TOPSHOT – Poland´s Hubert Hurkacz gives a thumbs-up to Serbia´s Novak Djokovic after being defeated during their men´s singles tennis match on the eighth day of the 2023 Wimbledon Championships at The All England Tennis Club in Wimbledon, southwest London, on July 10, 2023.—AFP 

Fans of Novak Djokovic were left disappointed on Sunday when play was abruptly halted due to Wimbledon’s curfew. Despite Djokovic’s commanding lead over Hubert Hurkacz, the match was suspended as it approached the designated cut-off time. 

Similar circumstances occurred a few days earlier with Andy Murray’s match. This raises questions about the curfew and its implications for the tournament.

Unlike other Grand Slam tournaments, Wimbledon enforces a specific finishing time. While matches on outside courts end when lighting becomes insufficient, the show courts—Centre Court and No. 1 Court—have retractable roofs with LED lights, enabling play to continue late into the night. However, in adherence to the curfew, play on the show courts ceases at 11 p.m. local time (6 p.m. ET). This regulation was introduced in 2009 when the Centre Court roof was inaugurated.

The curfew serves as a planning condition to balance the needs of residents with the operation of an international tennis event situated in a residential area. It also considers transportation logistics and ensuring visitors’ safe return home. Matches cannot extend past 11 p.m. and are resumed on the following day.
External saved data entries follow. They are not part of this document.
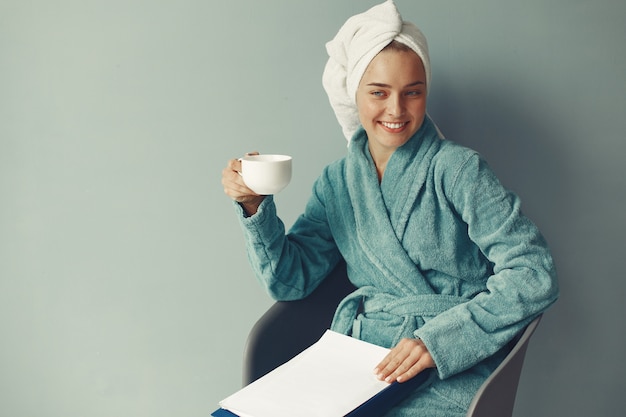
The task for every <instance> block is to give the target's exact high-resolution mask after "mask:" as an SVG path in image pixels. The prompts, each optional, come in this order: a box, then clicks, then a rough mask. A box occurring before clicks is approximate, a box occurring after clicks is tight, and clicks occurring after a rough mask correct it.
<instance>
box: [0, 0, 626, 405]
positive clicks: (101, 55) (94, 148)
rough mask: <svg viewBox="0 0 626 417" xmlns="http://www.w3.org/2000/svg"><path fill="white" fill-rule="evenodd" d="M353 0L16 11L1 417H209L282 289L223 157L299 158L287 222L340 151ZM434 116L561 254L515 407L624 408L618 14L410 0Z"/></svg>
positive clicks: (325, 0) (236, 370)
mask: <svg viewBox="0 0 626 417" xmlns="http://www.w3.org/2000/svg"><path fill="white" fill-rule="evenodd" d="M374 4H376V1H371V0H368V1H364V0H363V1H358V0H341V1H337V0H316V1H295V0H267V1H257V0H241V1H225V0H222V1H213V0H177V1H165V0H156V1H155V0H152V1H148V0H145V1H143V0H108V1H100V0H75V1H72V0H57V1H44V0H31V1H25V0H0V196H1V198H2V203H1V205H0V338H1V339H0V415H3V416H10V417H30V416H44V417H100V416H103V417H104V416H106V417H159V416H163V417H166V416H167V417H170V416H186V417H192V416H207V415H208V414H209V413H210V412H211V411H213V410H214V409H215V408H216V406H217V402H218V401H219V400H220V399H222V398H223V397H225V396H227V395H228V394H230V393H232V392H233V391H235V390H236V389H238V388H239V386H240V381H241V355H242V351H243V347H244V342H245V338H246V335H247V332H248V330H249V329H250V327H251V325H252V324H253V322H254V321H255V320H256V318H258V317H259V315H260V314H261V313H262V312H263V311H264V310H265V309H266V308H267V307H268V306H269V305H270V303H271V300H270V299H269V298H268V296H266V295H265V294H264V293H263V291H262V290H261V289H260V288H259V286H258V285H257V283H256V281H255V278H254V277H253V275H252V273H251V271H250V268H249V266H248V264H247V259H246V255H245V253H244V245H243V241H242V237H241V233H240V230H239V226H238V224H237V219H236V218H235V214H234V211H233V207H232V203H231V202H230V201H229V200H228V198H227V197H226V196H225V195H224V194H223V191H222V187H221V184H220V177H221V170H222V168H223V167H224V166H225V164H226V161H227V160H228V159H229V158H233V157H238V156H240V155H242V154H243V153H244V152H246V151H251V150H259V151H261V152H266V153H288V154H291V155H293V157H294V179H293V181H292V183H291V184H290V186H289V187H288V188H287V189H286V190H285V191H283V192H282V193H281V194H279V195H278V196H277V197H276V200H277V204H278V208H279V214H280V215H281V216H282V218H283V219H284V221H285V223H286V224H287V225H288V226H289V225H290V224H291V223H293V221H294V220H295V218H296V217H297V216H298V214H299V213H300V211H301V210H302V208H303V207H304V204H305V202H306V200H307V198H308V196H309V192H310V189H311V186H312V183H313V181H314V179H315V178H316V177H317V175H318V174H319V173H320V171H321V169H322V168H323V167H324V166H325V165H326V164H328V163H330V162H331V161H333V160H335V159H338V158H340V157H342V156H343V155H344V154H345V152H346V146H345V140H344V139H343V136H342V134H341V131H340V128H339V125H338V124H337V122H336V121H335V119H334V115H333V113H332V111H331V109H330V106H329V105H328V102H327V98H326V96H325V93H324V91H323V89H322V86H321V74H322V70H323V66H324V64H325V60H326V54H325V50H324V44H325V42H326V41H328V40H330V39H331V38H332V37H333V36H334V35H335V33H336V31H337V29H338V28H339V27H340V25H341V24H342V23H343V22H344V21H345V19H347V18H348V17H349V16H351V15H353V14H356V13H360V12H362V11H364V10H366V9H367V8H369V7H371V6H373V5H374ZM397 4H398V7H399V9H400V11H401V13H402V14H403V16H404V17H405V19H407V20H411V21H413V22H414V23H416V24H417V25H418V26H419V27H420V28H422V30H423V31H424V32H425V34H426V36H427V37H428V39H429V43H430V48H431V59H432V70H433V84H432V86H431V91H430V97H429V111H430V114H431V115H432V117H433V118H434V119H435V121H436V122H437V123H438V124H439V125H440V127H441V129H442V130H443V132H444V133H445V134H446V136H447V137H448V138H450V139H453V140H455V141H458V142H460V143H462V144H465V145H467V146H470V147H472V148H475V149H476V150H478V151H480V152H481V153H482V154H483V155H484V156H485V157H486V158H487V160H488V161H489V162H490V164H491V165H492V167H493V168H494V169H495V171H496V172H497V173H498V174H499V176H500V177H501V179H502V181H503V182H504V183H505V185H506V186H507V187H509V188H511V189H513V190H514V191H515V192H517V193H518V194H519V195H520V196H521V197H522V201H523V208H524V210H525V212H526V213H527V214H528V215H529V216H530V217H531V218H532V219H533V220H534V221H535V222H536V223H537V224H538V225H539V226H540V228H541V230H542V231H543V232H544V234H545V236H546V238H547V239H548V241H549V243H550V245H551V247H552V249H553V253H554V257H555V259H556V263H557V268H558V272H559V279H560V285H561V289H562V293H561V298H560V300H559V301H558V303H557V304H556V305H555V306H554V307H553V308H552V309H551V310H550V311H549V312H548V313H547V314H546V315H545V317H544V320H543V321H542V323H541V326H540V327H539V329H538V331H537V333H536V334H535V336H534V338H533V339H532V342H531V345H530V348H529V351H528V355H527V361H526V365H525V368H524V373H523V375H522V379H521V383H520V388H519V394H518V401H517V407H516V412H515V415H516V416H519V417H521V416H580V417H588V416H621V415H623V413H624V410H626V396H625V395H624V392H626V382H625V381H626V378H625V376H624V374H625V373H626V361H625V360H624V356H623V355H624V352H625V351H626V343H625V336H626V334H625V333H626V326H625V324H624V320H625V319H626V314H625V313H626V311H625V308H624V298H625V296H626V282H625V279H624V278H625V275H624V266H623V265H624V260H625V258H626V253H625V250H624V248H625V245H624V236H625V235H626V221H625V220H626V219H625V217H624V216H625V215H624V207H625V205H626V185H625V181H626V170H625V168H624V166H625V164H624V157H625V156H626V143H625V142H626V141H625V132H626V115H625V110H626V47H625V46H624V40H625V39H626V25H625V24H624V18H625V16H626V3H625V2H624V1H623V0H597V1H593V2H592V1H580V0H552V1H545V0H528V1H509V0H505V1H502V0H474V1H461V0H436V1H435V0H422V1H413V0H398V1H397Z"/></svg>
This year’s Wimbledon has already witnessed two matches affected by the curfew. Murray’s intense second-round battle against Stefanos Tsitsipas started late in the evening after preceding matches, causing the contest to halt approximately 20 minutes before the curfew. The match resumed on the following day, benefiting Tsitsipas, who ultimately won. Djokovic’s match against Hurkacz also fell victim to the curfew after a series of extended matches. The match was poised for an exciting continuation in the third set on Monday.
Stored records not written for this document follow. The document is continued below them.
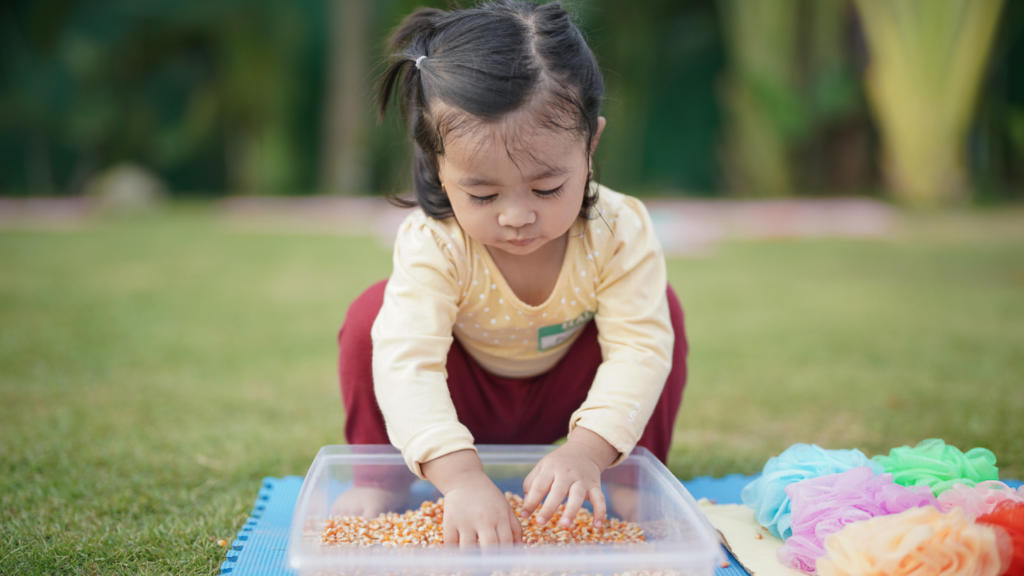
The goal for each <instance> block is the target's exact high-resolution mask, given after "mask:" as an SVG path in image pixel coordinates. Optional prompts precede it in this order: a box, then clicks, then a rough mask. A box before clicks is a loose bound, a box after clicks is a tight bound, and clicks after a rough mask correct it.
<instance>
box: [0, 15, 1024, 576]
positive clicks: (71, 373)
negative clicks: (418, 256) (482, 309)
mask: <svg viewBox="0 0 1024 576" xmlns="http://www.w3.org/2000/svg"><path fill="white" fill-rule="evenodd" d="M567 3H568V4H569V5H570V6H571V7H572V8H573V9H574V11H575V12H577V13H578V14H579V22H580V24H581V26H582V28H583V29H584V30H585V32H586V34H587V36H588V38H589V42H590V44H591V46H592V48H593V50H594V51H595V53H596V54H597V56H598V59H599V61H600V64H601V66H602V69H603V71H604V74H605V79H606V84H607V92H606V99H605V102H604V110H605V113H604V114H605V116H606V117H607V118H608V120H609V127H608V130H607V132H606V135H605V136H604V137H603V138H602V143H601V147H600V148H599V151H598V158H599V160H600V162H601V172H600V179H601V181H602V182H603V183H606V184H608V186H609V187H611V188H613V189H617V190H621V191H623V192H627V193H630V194H636V195H638V196H644V197H648V198H652V197H657V199H658V201H665V200H673V199H675V200H678V201H679V202H676V203H675V204H674V205H677V206H684V208H685V206H693V204H683V202H691V201H692V200H693V197H701V198H707V199H710V200H712V201H711V202H708V203H705V204H701V209H702V210H705V212H702V213H712V212H714V210H713V208H714V207H715V206H720V207H725V208H729V207H736V206H756V205H761V206H764V204H759V203H758V202H748V199H752V200H762V199H766V198H778V197H797V198H798V199H799V200H801V201H802V202H804V203H805V204H814V203H815V202H818V203H817V204H815V205H819V206H820V205H826V204H827V202H819V201H821V200H822V197H828V198H830V197H837V196H841V195H842V196H849V195H856V196H863V197H869V198H871V199H874V200H882V201H883V202H885V204H882V203H879V202H874V203H872V204H873V205H878V206H882V207H883V208H884V209H885V210H886V211H887V212H886V213H888V214H891V216H892V220H891V221H892V222H894V223H893V224H892V225H890V227H889V228H887V229H886V230H887V233H886V234H881V235H872V236H870V238H867V239H864V238H860V239H855V238H842V237H840V238H813V239H803V240H795V239H794V240H786V241H782V240H779V239H772V240H766V239H765V238H764V237H761V238H755V237H751V236H749V237H745V238H737V237H727V238H722V239H721V242H720V243H719V244H718V245H716V247H715V248H714V250H713V251H711V252H709V253H708V254H706V256H702V257H686V258H683V257H670V258H669V260H668V270H669V277H670V281H671V282H672V283H673V285H674V287H675V288H676V290H677V292H678V293H679V295H680V298H681V300H682V303H683V306H684V310H685V311H686V318H687V321H686V322H687V334H688V337H689V340H690V343H691V354H690V358H689V363H690V364H689V367H690V375H689V382H688V386H687V390H686V393H685V396H684V402H683V406H682V409H681V412H680V417H679V420H678V422H677V426H676V428H677V429H676V437H675V439H674V444H673V450H672V454H671V456H670V461H669V465H670V468H671V469H672V470H673V472H675V474H676V475H677V476H679V477H680V478H692V477H695V476H701V475H716V476H718V475H724V474H729V472H743V474H754V472H756V471H758V470H760V469H761V467H762V466H763V465H764V462H765V460H766V459H767V458H769V457H770V456H772V455H775V454H778V453H779V452H780V451H781V450H783V449H785V448H786V447H787V446H790V445H791V444H793V443H797V442H808V443H810V442H813V443H818V444H820V445H822V446H824V447H826V448H853V447H856V448H860V449H861V450H863V451H865V452H866V453H867V454H868V455H873V454H880V453H886V452H888V450H889V449H890V448H893V447H896V446H902V445H905V444H911V445H912V444H914V443H916V442H918V441H920V440H923V439H926V438H942V439H944V440H946V441H947V442H948V443H949V444H952V445H955V446H957V447H959V448H962V449H964V450H968V449H970V448H973V447H976V446H983V447H987V448H989V449H991V450H992V451H993V452H994V453H995V454H996V456H997V458H998V465H999V467H1000V474H1001V475H1002V477H1004V478H1017V479H1020V478H1021V477H1024V419H1022V418H1021V414H1024V395H1022V394H1021V389H1024V354H1022V352H1021V351H1022V349H1024V209H1022V207H1021V205H1020V202H1021V200H1022V199H1024V68H1022V67H1024V2H1020V1H1017V0H1007V1H1005V2H1004V1H999V0H898V1H888V0H877V1H876V0H856V1H847V0H718V1H711V0H673V1H670V0H645V1H643V2H622V1H616V0H587V1H582V0H581V1H572V2H567ZM420 5H443V3H442V2H428V1H422V2H415V1H408V0H373V1H372V0H336V1H334V2H328V1H326V0H292V1H284V0H280V1H271V0H244V1H243V0H204V1H198V0H179V1H176V2H171V1H168V0H131V1H130V0H111V1H108V2H78V1H71V0H49V1H42V0H36V1H26V0H17V1H10V2H3V3H0V574H13V573H18V574H90V575H91V574H167V573H175V574H197V573H201V574H214V573H217V572H218V570H219V567H220V564H221V562H223V561H224V554H225V548H224V547H221V546H220V545H218V544H217V540H218V539H225V540H227V542H230V541H231V540H232V539H233V535H234V534H236V533H237V532H238V530H239V529H240V528H241V527H242V526H243V525H244V523H245V521H246V518H247V516H248V513H249V511H250V510H251V509H252V503H253V500H254V498H255V496H256V491H257V489H258V487H259V482H260V479H261V478H263V477H265V476H276V477H280V476H285V475H301V474H303V472H304V471H305V469H306V467H307V466H308V464H309V463H310V462H311V460H312V458H313V456H314V455H315V452H316V450H317V449H318V448H319V447H321V446H323V445H326V444H336V443H341V442H343V422H344V413H343V410H342V407H341V400H340V395H339V393H338V382H337V376H336V371H335V368H336V366H335V363H336V362H337V356H336V344H335V341H334V338H335V335H336V333H337V330H338V328H339V326H340V325H341V323H342V321H343V319H344V315H345V311H346V308H347V305H348V303H349V302H350V301H351V300H352V299H353V298H354V297H355V296H356V295H358V294H359V293H360V292H361V291H362V290H364V289H366V288H367V287H368V286H369V285H370V284H372V283H373V282H376V281H377V280H380V279H382V278H385V277H386V276H387V275H388V274H389V273H390V268H391V264H390V255H389V247H388V246H386V245H385V244H382V243H380V242H378V241H375V240H374V239H373V238H370V237H369V236H365V237H358V236H356V237H352V236H351V235H345V234H336V233H337V232H341V233H344V232H345V231H335V233H329V234H323V233H324V231H325V227H323V225H321V227H319V228H316V227H311V228H312V230H303V229H301V228H297V229H291V228H288V227H276V228H275V227H273V225H269V227H259V225H256V227H246V225H239V222H240V220H238V219H232V217H231V214H232V212H231V210H234V211H236V212H238V211H239V207H240V206H244V205H243V204H237V203H236V204H232V202H237V201H240V200H246V199H247V198H248V197H250V196H253V195H262V196H273V197H274V198H272V199H270V200H273V201H279V200H280V201H285V202H286V203H287V202H297V203H300V204H301V203H302V202H311V204H304V206H311V207H312V210H313V212H316V211H325V207H327V208H330V207H331V206H334V207H335V208H337V206H340V205H339V204H323V205H322V204H316V203H315V202H317V201H321V200H324V199H329V200H330V199H336V198H338V197H339V196H366V197H368V198H366V199H364V200H369V197H379V196H380V195H381V194H382V193H390V192H401V191H404V190H407V189H408V182H409V173H408V164H409V145H408V142H407V140H406V137H404V135H403V134H402V131H401V128H400V126H399V124H398V122H397V120H396V119H395V118H389V119H388V120H387V121H386V122H385V123H384V124H383V125H382V126H377V125H376V124H375V120H374V118H373V114H372V112H371V110H372V108H371V92H372V85H373V80H374V77H375V74H376V72H377V71H379V70H380V65H381V63H382V61H383V59H384V58H385V56H386V54H385V51H384V38H385V37H386V35H387V32H388V31H389V30H390V29H391V28H392V27H393V26H394V25H395V24H396V23H397V22H398V20H399V19H400V17H401V16H402V15H404V14H406V13H408V12H409V11H410V10H412V9H413V8H414V7H416V6H420ZM126 165H130V166H134V167H135V171H134V172H132V174H134V176H132V178H129V179H128V181H129V182H135V183H136V184H139V186H142V184H144V186H148V184H150V183H152V181H157V182H158V183H160V184H161V186H160V187H158V188H163V189H164V190H166V192H167V195H168V196H169V197H170V201H169V202H164V203H156V204H154V205H152V206H151V208H152V209H148V210H145V209H139V207H140V206H142V205H138V204H132V202H131V200H130V199H128V202H127V204H126V205H125V206H123V209H117V207H116V205H112V207H111V209H110V210H105V211H104V210H102V209H96V206H100V205H102V203H101V202H96V203H95V204H93V203H92V202H93V200H95V199H96V197H97V196H98V195H101V194H102V189H103V186H104V181H108V180H109V179H110V178H111V177H113V176H112V175H114V174H117V173H119V172H118V170H119V169H120V168H119V167H124V166H126ZM140 172H141V173H144V174H147V176H146V177H145V178H142V179H139V178H138V177H137V176H138V174H139V173H140ZM120 173H122V174H123V173H124V172H120ZM133 178H134V179H133ZM147 178H148V179H147ZM140 182H141V183H140ZM143 188H144V187H143ZM238 197H247V198H238ZM122 201H125V199H122ZM143 204H144V203H143ZM653 204H654V203H653V202H652V203H651V205H653ZM25 206H30V207H31V206H36V207H37V208H38V209H34V210H35V211H33V210H28V211H26V208H24V207H25ZM273 206H278V205H276V204H274V205H273ZM280 206H281V207H282V208H283V209H284V207H286V206H288V204H281V205H280ZM350 206H354V207H356V208H358V206H359V205H358V203H356V204H350ZM771 206H779V204H769V207H771ZM786 206H790V207H791V208H793V206H794V204H786ZM142 207H144V206H142ZM232 207H233V208H232ZM918 207H931V208H932V209H928V210H920V209H915V208H918ZM729 209H731V208H729ZM708 210H711V212H708ZM48 211H49V212H52V213H50V214H49V216H53V217H54V218H55V219H53V218H49V216H47V212H48ZM328 211H329V210H328ZM666 213H668V212H666ZM683 213H684V214H685V213H687V212H686V211H685V209H684V212H683ZM355 214H356V217H354V218H353V219H358V215H359V214H360V212H358V210H355ZM690 214H691V216H690V220H687V221H685V222H682V223H678V222H676V225H678V227H680V228H682V229H684V230H685V229H686V228H687V227H690V225H691V224H693V223H694V221H693V219H694V218H696V217H697V216H695V215H693V214H697V212H692V213H690ZM775 214H776V215H775V216H773V217H776V218H779V217H780V218H781V219H783V220H784V219H785V218H787V217H788V216H787V214H792V212H785V211H782V212H777V211H776V212H775ZM779 214H781V215H780V216H779ZM236 215H237V214H236ZM697 215H698V214H697ZM30 216H31V217H30ZM61 218H65V219H61ZM322 223H323V222H322ZM330 223H331V221H330V220H329V221H328V224H329V225H328V227H327V228H330ZM697 223H698V222H697ZM670 224H671V222H670ZM368 230H369V229H360V231H359V232H361V233H366V234H368V235H369V232H368ZM798 236H799V235H798Z"/></svg>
Notably, there have been exceptions to the curfew in the past. Murray’s victory over Marcos Baghdatis in 2012 extended slightly past 11 p.m., demonstrating flexibility and discretion from the tournament officials and local authorities. The curfew’s enforcement is intended to strike a balance between respecting the needs of residents and accommodating the world-class tennis event.

While the curfew may disappoint fans and potentially impact the rhythm of matches, it remains an integral part of Wimbledon’s operational guidelines. The curfew ensures compliance with planning regulations, prioritises residents’ interests, and guarantees a safe and well-organised tournament environment.